Post-Panslavismus: Slavizität, Slavische Idee und Antislavismus im 20. und 21. Jahrhundert

Post-Panslavismus: Slavizität, Slavische Idee und Antislavismus im 20. und 21. Jahrhundert

Projektträger
Geisteswissenschaftliches Zentrum Geschichte und Kultur Ostmitteleuropas an der Universität Leipzig (GWZO) ()
Ausrichter
Ort des Projektträgers
Leipzig
Land
Deutschland
Vom - Bis
01.01.2011 - 31.12.2013
Von
Stefan Troebst

In den Jahren 2011 bis 2013 fördert das Bundesministerium für Bildung und Forschung das Leipziger Forschungsprojekt „Post-Panslavismus: Slavizität, Slavische Idee und Antislavismus im 20. und 21. Jahrhundert / Post-Panslavism: Slavicness, the Slavic Idea and Anti-Slavism in the 20th and 21st Centuries“. Die am Geisteswissenschaftlichen Zentrum Geschichte und Kultur Ostmitteleuropas an der Universität Leipzig (GWZO) tätige interdisziplinäre Projektgruppe wird von Prof. Dr. Stefan Troebst geleitet. Projektbearbeiterinnen und -bearbeiter sind die Kunsthistorikerin Dr. Agnieszka Gąsior, die zugleich als Projektkoordinatorin fungiert, die Zeithistoriker Dr. Lars Karl und Dr. Adamantius Skordos sowie die Slavistin Ruža Tokić M.A.
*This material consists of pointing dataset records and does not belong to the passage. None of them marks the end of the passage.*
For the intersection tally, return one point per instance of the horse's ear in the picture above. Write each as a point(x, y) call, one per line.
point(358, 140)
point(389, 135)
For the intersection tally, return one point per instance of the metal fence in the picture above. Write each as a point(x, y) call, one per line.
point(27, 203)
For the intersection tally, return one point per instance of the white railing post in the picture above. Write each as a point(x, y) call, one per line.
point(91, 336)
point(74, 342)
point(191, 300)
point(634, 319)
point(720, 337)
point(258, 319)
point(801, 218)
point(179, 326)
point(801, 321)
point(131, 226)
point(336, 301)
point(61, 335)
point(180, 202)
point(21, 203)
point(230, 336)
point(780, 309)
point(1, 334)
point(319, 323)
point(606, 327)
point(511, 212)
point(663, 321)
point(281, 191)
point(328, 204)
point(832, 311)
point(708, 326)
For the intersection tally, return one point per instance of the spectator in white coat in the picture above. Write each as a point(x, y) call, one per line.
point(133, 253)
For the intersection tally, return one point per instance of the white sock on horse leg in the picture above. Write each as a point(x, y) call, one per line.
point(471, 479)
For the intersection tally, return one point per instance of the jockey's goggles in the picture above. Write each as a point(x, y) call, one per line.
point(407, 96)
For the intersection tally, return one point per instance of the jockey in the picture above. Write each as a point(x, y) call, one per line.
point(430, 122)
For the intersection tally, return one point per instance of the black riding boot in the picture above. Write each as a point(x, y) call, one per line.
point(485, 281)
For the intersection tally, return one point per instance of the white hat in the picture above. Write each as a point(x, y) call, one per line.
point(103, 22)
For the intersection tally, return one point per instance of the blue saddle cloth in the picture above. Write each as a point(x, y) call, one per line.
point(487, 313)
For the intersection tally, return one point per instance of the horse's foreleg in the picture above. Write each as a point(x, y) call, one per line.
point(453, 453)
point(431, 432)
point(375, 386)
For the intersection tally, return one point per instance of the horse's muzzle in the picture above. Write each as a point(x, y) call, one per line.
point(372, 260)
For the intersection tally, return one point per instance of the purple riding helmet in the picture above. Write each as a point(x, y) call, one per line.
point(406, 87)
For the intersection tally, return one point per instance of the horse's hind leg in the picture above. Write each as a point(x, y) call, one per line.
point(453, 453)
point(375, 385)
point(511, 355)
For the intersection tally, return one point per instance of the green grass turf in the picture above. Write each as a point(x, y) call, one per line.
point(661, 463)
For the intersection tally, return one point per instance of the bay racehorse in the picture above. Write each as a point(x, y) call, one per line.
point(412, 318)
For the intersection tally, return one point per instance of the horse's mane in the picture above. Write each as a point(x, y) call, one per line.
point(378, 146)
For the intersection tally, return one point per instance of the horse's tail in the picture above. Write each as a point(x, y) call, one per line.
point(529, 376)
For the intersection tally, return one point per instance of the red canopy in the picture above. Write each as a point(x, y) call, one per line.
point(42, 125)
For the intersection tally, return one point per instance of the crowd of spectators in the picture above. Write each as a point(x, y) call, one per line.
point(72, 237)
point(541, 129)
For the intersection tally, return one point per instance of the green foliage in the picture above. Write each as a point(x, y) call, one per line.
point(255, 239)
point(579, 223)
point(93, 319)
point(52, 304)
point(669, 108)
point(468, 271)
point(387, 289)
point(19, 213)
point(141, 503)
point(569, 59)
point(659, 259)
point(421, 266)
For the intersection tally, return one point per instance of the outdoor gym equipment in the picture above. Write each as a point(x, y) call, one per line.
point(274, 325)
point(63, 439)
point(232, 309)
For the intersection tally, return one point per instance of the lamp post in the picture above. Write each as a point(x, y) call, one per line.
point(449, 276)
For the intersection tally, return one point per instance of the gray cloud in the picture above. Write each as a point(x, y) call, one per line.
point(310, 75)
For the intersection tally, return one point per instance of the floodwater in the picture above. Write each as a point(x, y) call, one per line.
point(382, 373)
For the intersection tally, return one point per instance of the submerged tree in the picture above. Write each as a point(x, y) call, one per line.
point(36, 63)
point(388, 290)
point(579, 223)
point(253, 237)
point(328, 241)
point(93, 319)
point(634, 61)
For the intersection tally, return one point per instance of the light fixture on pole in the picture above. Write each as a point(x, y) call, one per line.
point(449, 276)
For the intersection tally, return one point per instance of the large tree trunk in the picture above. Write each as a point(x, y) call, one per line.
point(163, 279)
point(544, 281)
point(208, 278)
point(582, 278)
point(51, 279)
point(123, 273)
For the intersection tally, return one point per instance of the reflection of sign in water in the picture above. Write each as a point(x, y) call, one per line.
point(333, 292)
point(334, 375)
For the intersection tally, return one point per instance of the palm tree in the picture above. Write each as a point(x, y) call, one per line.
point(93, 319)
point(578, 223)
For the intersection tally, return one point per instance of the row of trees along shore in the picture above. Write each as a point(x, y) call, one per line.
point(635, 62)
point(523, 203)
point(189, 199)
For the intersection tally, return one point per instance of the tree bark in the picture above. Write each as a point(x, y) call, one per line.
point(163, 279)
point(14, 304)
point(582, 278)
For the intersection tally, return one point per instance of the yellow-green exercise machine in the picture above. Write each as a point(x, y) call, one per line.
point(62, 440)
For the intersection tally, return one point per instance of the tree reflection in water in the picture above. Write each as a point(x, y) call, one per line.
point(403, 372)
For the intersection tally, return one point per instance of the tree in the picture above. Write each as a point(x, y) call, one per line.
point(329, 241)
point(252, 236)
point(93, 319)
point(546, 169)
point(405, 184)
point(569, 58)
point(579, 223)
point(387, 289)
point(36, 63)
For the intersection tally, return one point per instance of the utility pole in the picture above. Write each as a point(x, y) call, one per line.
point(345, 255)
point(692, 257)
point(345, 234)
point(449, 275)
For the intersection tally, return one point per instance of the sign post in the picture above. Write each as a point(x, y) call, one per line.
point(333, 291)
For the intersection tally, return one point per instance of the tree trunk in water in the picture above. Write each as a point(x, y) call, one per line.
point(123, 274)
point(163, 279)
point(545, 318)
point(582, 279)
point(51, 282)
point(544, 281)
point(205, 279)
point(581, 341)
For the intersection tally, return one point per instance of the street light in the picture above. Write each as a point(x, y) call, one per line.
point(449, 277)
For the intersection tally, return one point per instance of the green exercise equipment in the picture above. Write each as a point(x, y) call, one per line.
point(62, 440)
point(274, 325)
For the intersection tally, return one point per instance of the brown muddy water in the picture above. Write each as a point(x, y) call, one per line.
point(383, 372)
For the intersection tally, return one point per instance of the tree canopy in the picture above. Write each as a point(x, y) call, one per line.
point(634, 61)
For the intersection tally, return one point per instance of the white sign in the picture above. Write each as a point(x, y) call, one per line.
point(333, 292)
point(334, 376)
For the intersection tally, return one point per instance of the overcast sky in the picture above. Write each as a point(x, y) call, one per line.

Das Projekt verfolgt das Ziel, in einer Kombination von zeithistorischen, kunsthistorischen und kulturgeschichtlichen Herangehensweisen in vergleichender Perspektive die Konjunkturen der Vorstellung von der Einheit aller Slaven im 20. Jahrhundert zu untersuchen. Slavizität fungiert periodisch als politisch wirksames Mobilisierungsinstrument, sie leitet das Erkenntnisinteresse kulturwissenschaftlicher Forschung, und sie ist bis heute ein höchst produktiver Mythos in Kunst, Musik und Literatur. Als transnationales Identifikationsmuster in verschiedenen kulturell-politischen Kontexten erlebte dieses in der ersten Hälfte des 19. Jahrhunderts unter dem Begriff des „Panslavismus“ aufgekommene Phänomen auch im 20. und beginnenden 21. Jahrhundert seine Konjunkturen und nahm als solches unterschiedliche Formen an. Als staatsbildende Integrationsstrategie wurde es in der Tschechoslowakei, in Jugoslawien oder in der Sowjetunion verwirklicht und spielte auch für die 1991 gegründete Gemeinschaft Unabhängiger Staaten (die bis zur Beteiligung Kasachstans als Gemeinschaft S l a v i s c h e r Staaten konzipiert war) sowie für die anämisch gebliebene Föderation zwischen Rußland und Belarus‘ mit ihrem explizit ostslawischen Identitätsmuster eine zentrale Rolle.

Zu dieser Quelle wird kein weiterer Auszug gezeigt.